Il palazzo della Regione Liguria a Genova - Ansa
Sono passati 32 anni, ma è come fosse ieri. Non per la portata degli scandali e delle inchieste giudiziarie e neppure per il paragone con Tangentopoli. Il fantasma della corruzione e i rapporti opachi tra imprese e politica ripropongono un interrogativo irrisolto: come si finanzia l’attività di partiti e candidati? In controluce, è anche questo ciò che emerge dalle indagini sul “sistema Genova” e dalle accuse rivolte in particolare al presidente della Regione, Giovanni Toti.
«Gli attori politici dovrebbero chiedersi, ogniqualvolta ricevono donazioni: da chi possiamo accettare finanziamenti? Chi può sostenere questo tipo di attività?» sottolinea Federico Anghelé, direttore di “The Good Lobby Italia”, organizzazione non profit fondata nel 2015 che recentemente ha organizzato un convegno pubblico dedicato al tema del finanziamento alle forze politiche. «Una distanza tra soggetti diversi deve esserci - continua Anghelé -, così come è necessario un apparato di autoregolamentazione. Da quel che sta emergendo negli ultimi casi, Genova compresa, spesso si dà per scontato che le risorse dei privati alla politica siano finalizzate ad avere un tornaconto successivo. Non può essere così, perciò bisogna intervenire». Va detto che ai partiti sono andati sostituendosi, negli ultimi anni, i “think tank”, le Fondazioni politiche e le associazioni: Open Polis ne ha contate ben 121, a testimonianza del fatto che lo strumento è molto utilizzato. Ricorderete il caso della Fondazione Open, a suo tempo utilizzata da Matteo Renzi, anch’essa finita nel mirino della magistratura. Normalmente, il controllo delle donazioni è demandato a un comitato interno al Parlamento, previsto per legge, che però non ha personale sufficiente per effettuare le necessarie verifiche. Nella proposta di istituire un “Manifesto del finanziamento etico, trasparente e democratico”, c’è un punto che fa riferimento alla necessità che le istituzioni si occupino, rispettivamente di “istituire un Registro elettronico unico per finanziamenti e rendiconti” e di “potenziare organi di controllo e monitoraggio”, dando alla “Commissione di garanzia degli statuti maggiori risorse per poter affrontare adeguatamente i compiti affidati”.

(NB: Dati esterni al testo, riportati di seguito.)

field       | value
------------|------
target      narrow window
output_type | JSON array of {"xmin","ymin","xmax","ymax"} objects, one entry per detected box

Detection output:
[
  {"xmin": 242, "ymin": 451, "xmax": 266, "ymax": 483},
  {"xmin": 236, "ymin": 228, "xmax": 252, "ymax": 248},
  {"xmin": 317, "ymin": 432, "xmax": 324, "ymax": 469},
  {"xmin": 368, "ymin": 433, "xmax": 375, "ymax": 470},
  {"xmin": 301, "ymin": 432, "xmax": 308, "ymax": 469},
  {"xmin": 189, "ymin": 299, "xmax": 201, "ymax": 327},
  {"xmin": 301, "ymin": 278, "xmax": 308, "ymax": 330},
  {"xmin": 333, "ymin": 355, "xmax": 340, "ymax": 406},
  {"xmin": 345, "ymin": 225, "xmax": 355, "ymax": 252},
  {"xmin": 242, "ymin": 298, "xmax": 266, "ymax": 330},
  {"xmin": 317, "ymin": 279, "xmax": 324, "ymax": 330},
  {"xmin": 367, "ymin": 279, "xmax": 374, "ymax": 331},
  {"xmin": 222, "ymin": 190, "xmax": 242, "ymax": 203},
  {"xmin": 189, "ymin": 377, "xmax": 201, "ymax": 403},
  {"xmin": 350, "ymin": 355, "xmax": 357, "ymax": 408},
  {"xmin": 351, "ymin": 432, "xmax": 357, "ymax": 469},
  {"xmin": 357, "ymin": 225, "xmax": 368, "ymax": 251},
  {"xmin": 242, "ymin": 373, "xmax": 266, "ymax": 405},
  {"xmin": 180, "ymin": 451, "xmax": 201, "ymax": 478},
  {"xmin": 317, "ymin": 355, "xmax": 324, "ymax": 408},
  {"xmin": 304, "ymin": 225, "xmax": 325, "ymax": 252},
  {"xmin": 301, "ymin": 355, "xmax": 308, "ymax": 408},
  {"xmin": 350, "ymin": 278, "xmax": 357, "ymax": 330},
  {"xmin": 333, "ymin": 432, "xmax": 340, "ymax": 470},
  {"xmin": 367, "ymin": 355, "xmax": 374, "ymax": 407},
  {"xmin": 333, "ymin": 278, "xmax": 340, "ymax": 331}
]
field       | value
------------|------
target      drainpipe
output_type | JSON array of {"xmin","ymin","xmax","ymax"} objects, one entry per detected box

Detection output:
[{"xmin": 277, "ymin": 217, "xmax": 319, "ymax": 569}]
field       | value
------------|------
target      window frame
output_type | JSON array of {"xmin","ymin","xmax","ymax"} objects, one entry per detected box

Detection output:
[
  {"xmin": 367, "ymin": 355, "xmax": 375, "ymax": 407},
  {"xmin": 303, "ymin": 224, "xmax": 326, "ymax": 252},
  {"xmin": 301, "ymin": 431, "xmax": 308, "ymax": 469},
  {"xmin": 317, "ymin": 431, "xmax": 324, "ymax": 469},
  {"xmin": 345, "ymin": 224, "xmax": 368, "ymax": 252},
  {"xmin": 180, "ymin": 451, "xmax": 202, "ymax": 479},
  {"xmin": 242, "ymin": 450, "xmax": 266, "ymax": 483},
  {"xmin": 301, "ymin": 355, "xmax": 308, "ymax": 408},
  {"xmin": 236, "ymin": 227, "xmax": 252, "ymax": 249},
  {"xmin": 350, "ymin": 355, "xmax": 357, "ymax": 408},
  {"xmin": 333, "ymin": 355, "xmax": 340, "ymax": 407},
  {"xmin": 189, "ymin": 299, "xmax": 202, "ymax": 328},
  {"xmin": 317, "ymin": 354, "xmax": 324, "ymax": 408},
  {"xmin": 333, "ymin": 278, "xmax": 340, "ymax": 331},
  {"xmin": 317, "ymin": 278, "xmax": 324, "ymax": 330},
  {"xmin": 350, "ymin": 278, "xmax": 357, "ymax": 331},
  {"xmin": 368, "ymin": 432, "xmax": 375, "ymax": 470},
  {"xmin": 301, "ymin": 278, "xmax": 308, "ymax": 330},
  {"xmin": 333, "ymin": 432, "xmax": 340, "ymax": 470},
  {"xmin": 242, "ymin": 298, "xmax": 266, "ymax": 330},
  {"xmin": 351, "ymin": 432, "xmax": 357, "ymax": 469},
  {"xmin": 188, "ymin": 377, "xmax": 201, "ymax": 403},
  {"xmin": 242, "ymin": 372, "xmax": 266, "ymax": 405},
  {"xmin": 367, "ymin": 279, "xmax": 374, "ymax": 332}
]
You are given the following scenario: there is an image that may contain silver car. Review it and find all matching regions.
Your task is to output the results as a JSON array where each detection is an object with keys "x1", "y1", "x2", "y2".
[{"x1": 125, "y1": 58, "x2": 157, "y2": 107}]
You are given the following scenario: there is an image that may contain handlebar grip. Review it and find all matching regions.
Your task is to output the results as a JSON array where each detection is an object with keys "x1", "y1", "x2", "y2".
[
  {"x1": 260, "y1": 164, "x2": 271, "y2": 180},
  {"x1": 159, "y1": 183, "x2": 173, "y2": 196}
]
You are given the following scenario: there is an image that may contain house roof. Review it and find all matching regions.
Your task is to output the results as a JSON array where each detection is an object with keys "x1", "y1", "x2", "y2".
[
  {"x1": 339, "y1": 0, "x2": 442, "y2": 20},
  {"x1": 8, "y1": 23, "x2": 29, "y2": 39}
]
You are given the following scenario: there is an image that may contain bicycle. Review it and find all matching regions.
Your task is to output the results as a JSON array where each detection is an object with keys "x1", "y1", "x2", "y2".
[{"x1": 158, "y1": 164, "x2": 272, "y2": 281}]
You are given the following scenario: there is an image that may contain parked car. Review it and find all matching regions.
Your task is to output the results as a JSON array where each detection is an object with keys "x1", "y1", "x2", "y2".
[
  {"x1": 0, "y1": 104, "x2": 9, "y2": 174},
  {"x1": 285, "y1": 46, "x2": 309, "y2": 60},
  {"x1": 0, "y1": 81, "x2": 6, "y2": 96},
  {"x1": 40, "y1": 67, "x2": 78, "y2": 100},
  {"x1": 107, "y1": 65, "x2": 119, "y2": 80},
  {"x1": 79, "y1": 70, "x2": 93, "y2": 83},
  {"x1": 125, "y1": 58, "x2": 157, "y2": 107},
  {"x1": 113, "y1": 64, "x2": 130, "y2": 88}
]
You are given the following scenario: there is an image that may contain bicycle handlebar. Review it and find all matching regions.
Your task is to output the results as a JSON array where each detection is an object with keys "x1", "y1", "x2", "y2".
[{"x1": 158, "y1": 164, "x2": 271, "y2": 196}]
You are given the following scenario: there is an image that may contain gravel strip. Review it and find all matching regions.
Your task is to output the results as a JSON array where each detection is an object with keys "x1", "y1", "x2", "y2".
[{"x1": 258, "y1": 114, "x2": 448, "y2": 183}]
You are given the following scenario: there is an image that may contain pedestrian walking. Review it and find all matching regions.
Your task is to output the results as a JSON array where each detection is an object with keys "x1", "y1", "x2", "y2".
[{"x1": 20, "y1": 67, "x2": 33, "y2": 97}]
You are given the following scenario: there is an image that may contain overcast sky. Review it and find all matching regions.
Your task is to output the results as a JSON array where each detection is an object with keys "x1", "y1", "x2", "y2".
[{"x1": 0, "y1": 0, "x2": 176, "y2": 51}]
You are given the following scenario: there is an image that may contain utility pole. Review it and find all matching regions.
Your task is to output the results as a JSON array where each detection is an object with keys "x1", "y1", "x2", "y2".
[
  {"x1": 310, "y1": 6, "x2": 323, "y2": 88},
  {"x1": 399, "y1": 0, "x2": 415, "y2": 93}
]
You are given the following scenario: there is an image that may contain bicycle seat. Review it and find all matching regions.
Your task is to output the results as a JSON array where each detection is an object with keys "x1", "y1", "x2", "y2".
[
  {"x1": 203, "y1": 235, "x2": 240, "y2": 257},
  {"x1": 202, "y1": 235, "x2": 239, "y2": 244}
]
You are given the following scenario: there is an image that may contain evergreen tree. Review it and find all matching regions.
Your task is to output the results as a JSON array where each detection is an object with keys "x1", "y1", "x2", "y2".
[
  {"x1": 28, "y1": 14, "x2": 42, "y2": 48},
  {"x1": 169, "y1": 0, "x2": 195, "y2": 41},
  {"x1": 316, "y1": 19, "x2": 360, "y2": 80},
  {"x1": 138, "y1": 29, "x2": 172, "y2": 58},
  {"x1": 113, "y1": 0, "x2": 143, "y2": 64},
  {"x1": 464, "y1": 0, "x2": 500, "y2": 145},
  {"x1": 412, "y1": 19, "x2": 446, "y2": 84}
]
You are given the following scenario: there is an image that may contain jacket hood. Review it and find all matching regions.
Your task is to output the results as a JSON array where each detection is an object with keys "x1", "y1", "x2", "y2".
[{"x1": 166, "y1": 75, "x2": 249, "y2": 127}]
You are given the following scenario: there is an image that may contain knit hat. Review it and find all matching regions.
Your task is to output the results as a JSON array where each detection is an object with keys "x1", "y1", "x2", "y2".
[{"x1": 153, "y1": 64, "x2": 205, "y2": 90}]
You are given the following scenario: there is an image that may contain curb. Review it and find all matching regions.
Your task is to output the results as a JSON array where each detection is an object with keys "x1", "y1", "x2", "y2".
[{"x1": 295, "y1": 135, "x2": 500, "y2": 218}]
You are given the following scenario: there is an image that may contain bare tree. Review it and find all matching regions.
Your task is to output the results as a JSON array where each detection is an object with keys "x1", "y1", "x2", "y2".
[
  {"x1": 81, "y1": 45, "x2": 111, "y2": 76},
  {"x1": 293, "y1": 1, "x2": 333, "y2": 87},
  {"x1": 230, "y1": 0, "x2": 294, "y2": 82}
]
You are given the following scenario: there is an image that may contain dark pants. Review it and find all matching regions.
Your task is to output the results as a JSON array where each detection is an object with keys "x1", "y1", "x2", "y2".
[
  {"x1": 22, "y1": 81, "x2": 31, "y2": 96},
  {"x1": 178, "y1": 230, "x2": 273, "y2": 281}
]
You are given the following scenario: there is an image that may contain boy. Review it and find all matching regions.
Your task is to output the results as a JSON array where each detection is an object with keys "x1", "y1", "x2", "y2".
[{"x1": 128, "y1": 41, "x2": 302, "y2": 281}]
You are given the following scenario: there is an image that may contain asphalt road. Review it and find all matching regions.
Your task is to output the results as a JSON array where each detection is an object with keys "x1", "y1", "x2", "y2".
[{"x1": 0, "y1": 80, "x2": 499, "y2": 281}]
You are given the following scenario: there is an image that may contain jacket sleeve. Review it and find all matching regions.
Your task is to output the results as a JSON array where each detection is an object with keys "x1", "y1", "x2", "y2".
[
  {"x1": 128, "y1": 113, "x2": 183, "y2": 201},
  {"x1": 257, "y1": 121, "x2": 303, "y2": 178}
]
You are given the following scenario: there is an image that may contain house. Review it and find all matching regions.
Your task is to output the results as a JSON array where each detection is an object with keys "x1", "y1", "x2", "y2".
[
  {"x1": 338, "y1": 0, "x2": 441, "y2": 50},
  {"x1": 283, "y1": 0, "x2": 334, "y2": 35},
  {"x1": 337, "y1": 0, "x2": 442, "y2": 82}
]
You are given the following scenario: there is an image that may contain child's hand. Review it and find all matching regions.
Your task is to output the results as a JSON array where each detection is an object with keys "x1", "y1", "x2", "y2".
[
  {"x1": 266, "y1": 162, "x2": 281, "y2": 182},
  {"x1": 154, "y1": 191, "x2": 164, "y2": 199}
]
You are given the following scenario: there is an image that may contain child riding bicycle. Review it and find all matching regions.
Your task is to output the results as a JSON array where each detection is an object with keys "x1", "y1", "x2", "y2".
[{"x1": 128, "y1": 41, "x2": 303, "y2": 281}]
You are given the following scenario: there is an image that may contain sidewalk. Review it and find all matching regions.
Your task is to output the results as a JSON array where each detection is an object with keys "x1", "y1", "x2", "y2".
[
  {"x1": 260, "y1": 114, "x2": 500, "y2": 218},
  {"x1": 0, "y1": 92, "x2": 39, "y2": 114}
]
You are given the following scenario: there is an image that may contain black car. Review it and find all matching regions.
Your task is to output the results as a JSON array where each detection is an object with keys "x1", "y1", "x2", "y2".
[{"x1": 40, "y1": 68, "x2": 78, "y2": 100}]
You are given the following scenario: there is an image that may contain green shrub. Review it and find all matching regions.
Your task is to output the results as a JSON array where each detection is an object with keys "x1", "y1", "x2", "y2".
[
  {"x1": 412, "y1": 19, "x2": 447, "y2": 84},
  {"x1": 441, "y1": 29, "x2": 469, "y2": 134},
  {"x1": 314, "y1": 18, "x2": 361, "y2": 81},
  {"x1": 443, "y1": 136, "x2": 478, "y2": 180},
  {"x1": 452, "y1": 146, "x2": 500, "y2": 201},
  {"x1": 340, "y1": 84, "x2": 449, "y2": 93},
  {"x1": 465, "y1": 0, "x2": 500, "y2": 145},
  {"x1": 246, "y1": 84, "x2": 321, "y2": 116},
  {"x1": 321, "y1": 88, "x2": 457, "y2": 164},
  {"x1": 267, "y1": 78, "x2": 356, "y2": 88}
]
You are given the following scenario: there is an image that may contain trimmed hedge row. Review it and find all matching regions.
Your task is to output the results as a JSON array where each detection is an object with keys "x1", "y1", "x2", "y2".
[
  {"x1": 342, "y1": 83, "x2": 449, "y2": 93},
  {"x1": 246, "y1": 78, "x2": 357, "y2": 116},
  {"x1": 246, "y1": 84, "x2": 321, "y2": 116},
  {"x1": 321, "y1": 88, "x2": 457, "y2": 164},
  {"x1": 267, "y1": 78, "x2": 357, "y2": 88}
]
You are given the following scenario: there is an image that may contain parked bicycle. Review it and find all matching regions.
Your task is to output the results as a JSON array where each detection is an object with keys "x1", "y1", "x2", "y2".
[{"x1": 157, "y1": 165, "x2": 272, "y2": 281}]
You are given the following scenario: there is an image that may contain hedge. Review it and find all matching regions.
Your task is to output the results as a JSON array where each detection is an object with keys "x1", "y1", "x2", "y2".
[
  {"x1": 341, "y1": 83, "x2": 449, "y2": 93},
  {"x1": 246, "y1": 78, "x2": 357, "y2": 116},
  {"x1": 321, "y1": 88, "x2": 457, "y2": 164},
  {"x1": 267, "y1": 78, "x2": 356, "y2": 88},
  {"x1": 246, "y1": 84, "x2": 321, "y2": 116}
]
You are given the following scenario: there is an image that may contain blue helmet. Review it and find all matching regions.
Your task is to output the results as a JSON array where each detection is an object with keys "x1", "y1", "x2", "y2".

Quanto ai doveri e alle responsabilità del mondo politico, invece, la prima regola dovrebbe essere la segnalazione di possibili conflitti di interesse tra chi finanzia e chi riceve. «Il rischio vero in una fase storica come questa, dove l’indifferenza alla cosa pubblica è crescente, è quello di provocare un aumento della sfiducia da parte dei cittadini, già restii a considerare la politica come meritevole di risorse». La dimostrazione arriva dal caso del 2 per mille: sono solo 1,7 milioni gli italiani che hanno deciso di avvalersi di questa possibilità, su un totale di 42 milioni di contribuenti. «Un finanziamento alla politica prevalentemente privato avrebbe bisogno di anticorpi in materia di trasparenza ad oggi ancora largamente assenti - riflette Anghelé -: una regolamentazione del lobbying che ci permetta di tracciare i rapporti tra i portatori di interesse e le istituzioni; una piattaforma unica nazionale che consenta a tutti un controllo puntuale e costante del finanziamento, non solo ai partiti ma anche ai candidati e alle fondazioni politiche; risorse adeguate per il comitato incaricato di controllare ed eventualmente sanzionare».
Le polemiche relative al caso Toti, al netto della contingenza politica e degli interessi momentanei degli schieramenti in campo, vista anche la campagna elettorale, non devono però far perdere di vista la questione centrale, che è e resta la questione morale. Solo affrontando una volta per tutte i nodi irrisolti della democrazia moderna, si potrà uscire dalle ambiguità che sono rimaste intatte negli ultimi decenni.